Documentation / Transformer Systems Roadmap

Transformer Systems Roadmap

Edit: src/content/docs/roadmaps/transformer-systems.md

What the Transformer Systems roadmap covers and how it should be organized.

The Transformer Systems roadmap teaches transformers as systems, not just as diagrams.

It should move from representation to architecture, then from architecture to inference and serving.

Learning Arc

  1. Tokens and representations. Tokenization, vocabulary, embeddings, and how discrete text becomes vectors.
  2. Core architecture. Self-attention, multi-head attention, FFNs, residual connections, normalization, encoder-decoder structure, and masks.
  3. Position and context. Positional encoding, RoPE, length extrapolation, context windows, and attention behavior over long sequences.
  4. Inference mechanics. Prefill, decode, KV cache, batching, memory pressure, and serving constraints.
  5. Efficiency techniques. FlashAttention, MQA, GQA, MLA, quantization, LoRA, MoE, speculative decoding, Medusa, and lookahead decoding.

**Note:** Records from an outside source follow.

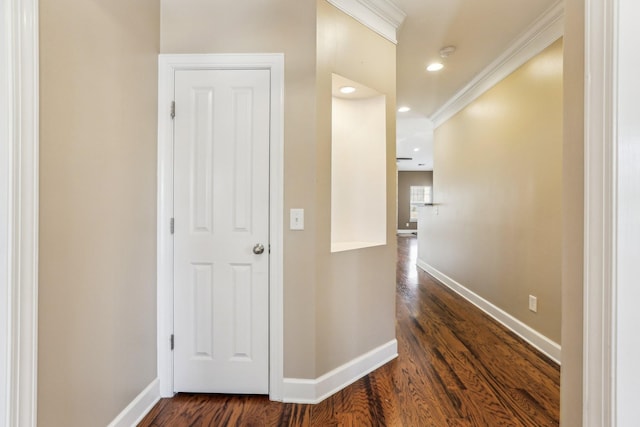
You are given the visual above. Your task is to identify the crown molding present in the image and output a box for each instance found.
[327,0,407,44]
[429,0,564,128]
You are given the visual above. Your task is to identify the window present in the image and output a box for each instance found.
[409,185,431,222]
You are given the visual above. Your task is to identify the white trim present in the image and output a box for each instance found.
[417,259,561,364]
[396,228,418,234]
[282,339,398,404]
[108,378,160,427]
[429,0,564,129]
[327,0,407,44]
[0,0,39,427]
[157,53,284,400]
[582,0,617,427]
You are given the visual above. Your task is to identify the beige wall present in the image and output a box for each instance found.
[314,0,396,376]
[398,171,433,230]
[560,0,584,427]
[38,0,160,427]
[420,41,562,343]
[161,0,316,378]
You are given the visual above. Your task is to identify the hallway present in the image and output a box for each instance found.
[139,236,560,427]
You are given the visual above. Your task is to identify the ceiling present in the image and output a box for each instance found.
[393,0,558,170]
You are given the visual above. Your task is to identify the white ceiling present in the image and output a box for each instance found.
[393,0,558,170]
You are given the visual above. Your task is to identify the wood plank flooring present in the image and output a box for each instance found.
[139,236,560,427]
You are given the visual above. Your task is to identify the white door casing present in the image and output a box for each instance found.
[157,54,284,400]
[173,70,269,394]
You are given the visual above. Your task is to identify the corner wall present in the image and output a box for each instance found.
[560,0,585,427]
[418,41,563,343]
[37,0,160,427]
[315,0,396,377]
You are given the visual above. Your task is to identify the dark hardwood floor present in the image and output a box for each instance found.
[139,236,560,427]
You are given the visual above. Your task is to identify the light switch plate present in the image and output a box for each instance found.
[289,209,304,230]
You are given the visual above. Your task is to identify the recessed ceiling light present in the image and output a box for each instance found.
[340,86,356,93]
[440,46,456,58]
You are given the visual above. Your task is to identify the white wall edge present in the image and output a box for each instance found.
[396,229,418,234]
[327,0,407,44]
[0,0,39,427]
[157,53,284,400]
[417,259,562,364]
[429,0,564,129]
[582,0,620,427]
[108,378,160,427]
[283,339,398,404]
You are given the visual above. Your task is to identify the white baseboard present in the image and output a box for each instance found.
[283,339,398,404]
[108,378,160,427]
[417,259,562,364]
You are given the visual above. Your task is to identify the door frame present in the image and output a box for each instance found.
[0,0,39,427]
[157,53,284,401]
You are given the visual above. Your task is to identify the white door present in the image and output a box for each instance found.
[174,70,270,394]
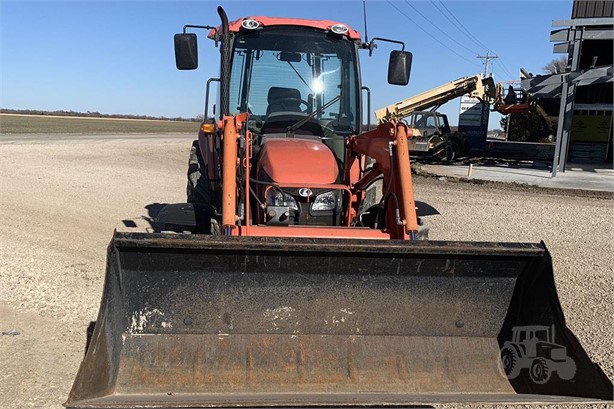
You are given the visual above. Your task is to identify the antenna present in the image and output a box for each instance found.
[362,0,369,44]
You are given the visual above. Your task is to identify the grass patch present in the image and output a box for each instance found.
[0,114,200,134]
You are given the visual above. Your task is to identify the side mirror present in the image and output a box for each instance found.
[388,51,412,85]
[175,33,198,70]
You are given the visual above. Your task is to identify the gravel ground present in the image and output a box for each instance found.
[0,135,614,409]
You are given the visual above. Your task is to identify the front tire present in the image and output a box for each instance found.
[501,346,522,379]
[433,142,455,163]
[186,140,213,205]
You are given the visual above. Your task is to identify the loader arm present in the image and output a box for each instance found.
[349,122,418,240]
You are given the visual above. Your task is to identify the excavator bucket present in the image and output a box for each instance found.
[65,233,612,408]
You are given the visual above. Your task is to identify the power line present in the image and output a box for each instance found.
[405,0,479,54]
[477,51,499,77]
[430,0,514,78]
[386,0,480,67]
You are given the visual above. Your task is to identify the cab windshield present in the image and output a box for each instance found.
[229,28,358,137]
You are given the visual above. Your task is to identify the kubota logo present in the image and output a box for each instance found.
[501,325,576,384]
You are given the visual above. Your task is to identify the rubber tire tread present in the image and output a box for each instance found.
[186,140,214,205]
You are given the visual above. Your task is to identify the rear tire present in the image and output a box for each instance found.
[556,357,577,381]
[529,358,552,385]
[186,140,213,205]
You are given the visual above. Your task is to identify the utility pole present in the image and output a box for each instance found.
[477,51,499,78]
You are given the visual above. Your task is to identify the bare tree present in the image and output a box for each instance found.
[542,57,567,74]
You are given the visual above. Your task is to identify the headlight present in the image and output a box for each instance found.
[266,188,298,211]
[311,190,341,212]
[551,348,567,361]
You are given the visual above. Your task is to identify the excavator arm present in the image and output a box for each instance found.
[375,74,495,124]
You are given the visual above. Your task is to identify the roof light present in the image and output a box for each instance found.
[241,19,260,30]
[330,24,348,34]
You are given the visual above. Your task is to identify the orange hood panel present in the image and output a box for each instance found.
[260,139,339,185]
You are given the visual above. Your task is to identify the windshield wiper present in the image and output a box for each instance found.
[286,94,341,138]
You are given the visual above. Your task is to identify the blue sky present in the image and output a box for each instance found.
[0,0,572,128]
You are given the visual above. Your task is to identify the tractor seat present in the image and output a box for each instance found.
[266,87,303,116]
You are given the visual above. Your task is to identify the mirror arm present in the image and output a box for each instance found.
[203,78,222,121]
[364,37,405,57]
[183,24,220,48]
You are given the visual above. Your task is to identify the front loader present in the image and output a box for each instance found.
[65,8,612,409]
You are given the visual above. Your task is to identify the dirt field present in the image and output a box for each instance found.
[0,134,614,409]
[0,114,200,134]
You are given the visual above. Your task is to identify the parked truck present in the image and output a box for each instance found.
[375,74,496,162]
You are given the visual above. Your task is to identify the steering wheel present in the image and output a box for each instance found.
[274,97,309,112]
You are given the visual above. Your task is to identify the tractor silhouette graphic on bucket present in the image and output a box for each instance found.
[501,325,576,384]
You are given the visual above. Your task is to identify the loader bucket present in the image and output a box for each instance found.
[65,233,612,408]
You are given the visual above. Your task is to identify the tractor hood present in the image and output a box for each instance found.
[260,138,339,185]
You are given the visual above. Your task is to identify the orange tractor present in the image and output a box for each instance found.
[65,8,612,408]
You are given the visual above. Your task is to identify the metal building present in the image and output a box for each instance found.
[522,0,614,176]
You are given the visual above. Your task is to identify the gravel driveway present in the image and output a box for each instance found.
[0,135,614,409]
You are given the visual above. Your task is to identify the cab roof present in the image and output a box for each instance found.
[209,16,360,41]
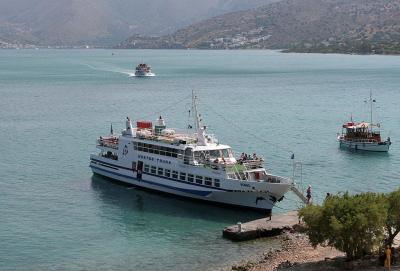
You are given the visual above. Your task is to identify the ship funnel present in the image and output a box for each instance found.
[154,116,167,135]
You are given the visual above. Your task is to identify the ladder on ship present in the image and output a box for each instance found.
[290,161,308,204]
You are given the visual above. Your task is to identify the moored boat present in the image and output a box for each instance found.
[90,93,293,211]
[338,94,392,152]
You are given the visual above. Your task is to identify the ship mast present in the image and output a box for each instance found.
[192,90,207,146]
[369,91,372,128]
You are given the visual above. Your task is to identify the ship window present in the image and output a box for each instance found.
[210,150,221,158]
[196,175,203,184]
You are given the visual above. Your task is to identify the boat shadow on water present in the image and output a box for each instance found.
[338,147,390,159]
[91,174,266,225]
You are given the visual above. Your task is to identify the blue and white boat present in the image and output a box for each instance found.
[135,63,155,77]
[90,93,293,211]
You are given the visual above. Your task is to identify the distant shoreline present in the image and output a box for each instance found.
[0,46,400,56]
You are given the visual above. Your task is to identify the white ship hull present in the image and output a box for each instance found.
[339,138,390,152]
[135,72,156,77]
[90,161,291,211]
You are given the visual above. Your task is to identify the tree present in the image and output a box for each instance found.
[299,192,387,259]
[386,189,400,246]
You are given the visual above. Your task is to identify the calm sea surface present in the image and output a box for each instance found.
[0,50,400,270]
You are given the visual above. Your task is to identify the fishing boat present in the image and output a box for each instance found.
[337,93,392,152]
[135,63,155,77]
[90,95,293,212]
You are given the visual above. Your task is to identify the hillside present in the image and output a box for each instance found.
[118,0,400,53]
[0,0,271,46]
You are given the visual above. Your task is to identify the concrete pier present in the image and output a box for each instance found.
[222,211,299,241]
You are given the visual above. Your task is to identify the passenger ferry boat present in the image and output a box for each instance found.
[135,63,155,77]
[90,96,293,214]
[338,94,392,152]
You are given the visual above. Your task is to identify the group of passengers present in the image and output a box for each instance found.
[239,152,260,162]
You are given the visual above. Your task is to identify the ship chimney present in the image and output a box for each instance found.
[154,116,167,135]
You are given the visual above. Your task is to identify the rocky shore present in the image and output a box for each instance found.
[231,231,400,271]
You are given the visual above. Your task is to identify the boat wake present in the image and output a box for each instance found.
[84,64,135,77]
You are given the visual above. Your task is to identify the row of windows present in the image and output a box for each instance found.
[144,165,220,187]
[133,142,183,158]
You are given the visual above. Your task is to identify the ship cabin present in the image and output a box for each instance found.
[342,122,381,143]
[97,116,280,183]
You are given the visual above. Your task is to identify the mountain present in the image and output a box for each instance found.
[0,0,271,46]
[117,0,400,53]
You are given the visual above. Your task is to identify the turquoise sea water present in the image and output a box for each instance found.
[0,50,400,270]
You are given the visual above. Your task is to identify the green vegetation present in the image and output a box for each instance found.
[299,189,400,259]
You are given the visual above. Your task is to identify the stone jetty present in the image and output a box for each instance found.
[222,211,299,241]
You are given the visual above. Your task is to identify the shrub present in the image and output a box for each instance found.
[299,193,388,259]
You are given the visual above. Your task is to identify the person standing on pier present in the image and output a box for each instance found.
[385,246,392,269]
[306,185,311,204]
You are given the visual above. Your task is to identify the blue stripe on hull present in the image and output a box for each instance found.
[90,165,212,197]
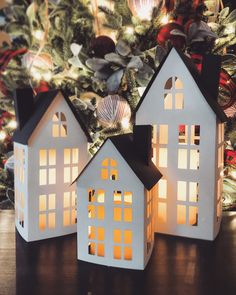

What the Learner Should Retain

By the end of the roadmap, a learner should be able to explain:

  • how tokens become embedding vectors
  • why attention uses Q, K, and V
  • what changes between training, prefill, and decode
  • why masks matter
  • what the KV cache stores
  • why serving cost depends on memory movement, sequence length, batch shape, and cache layout
  • how common efficiency techniques change the tradeoffs

Attached Flashcards

Transformer flashcards should focus on mechanisms and tradeoffs.

Examples:

  • What is the difference between prefill and decode?
  • Why does the KV cache reduce compute but increase memory pressure?
  • What problem does FlashAttention solve?
  • How does GQA reduce KV cache size compared with MHA?
  • Why does causal masking matter in decoder-only training?

Roadmap Output

The output of this roadmap is not only article completion. The useful output is a working mental model of the transformer stack from text input to generated tokens.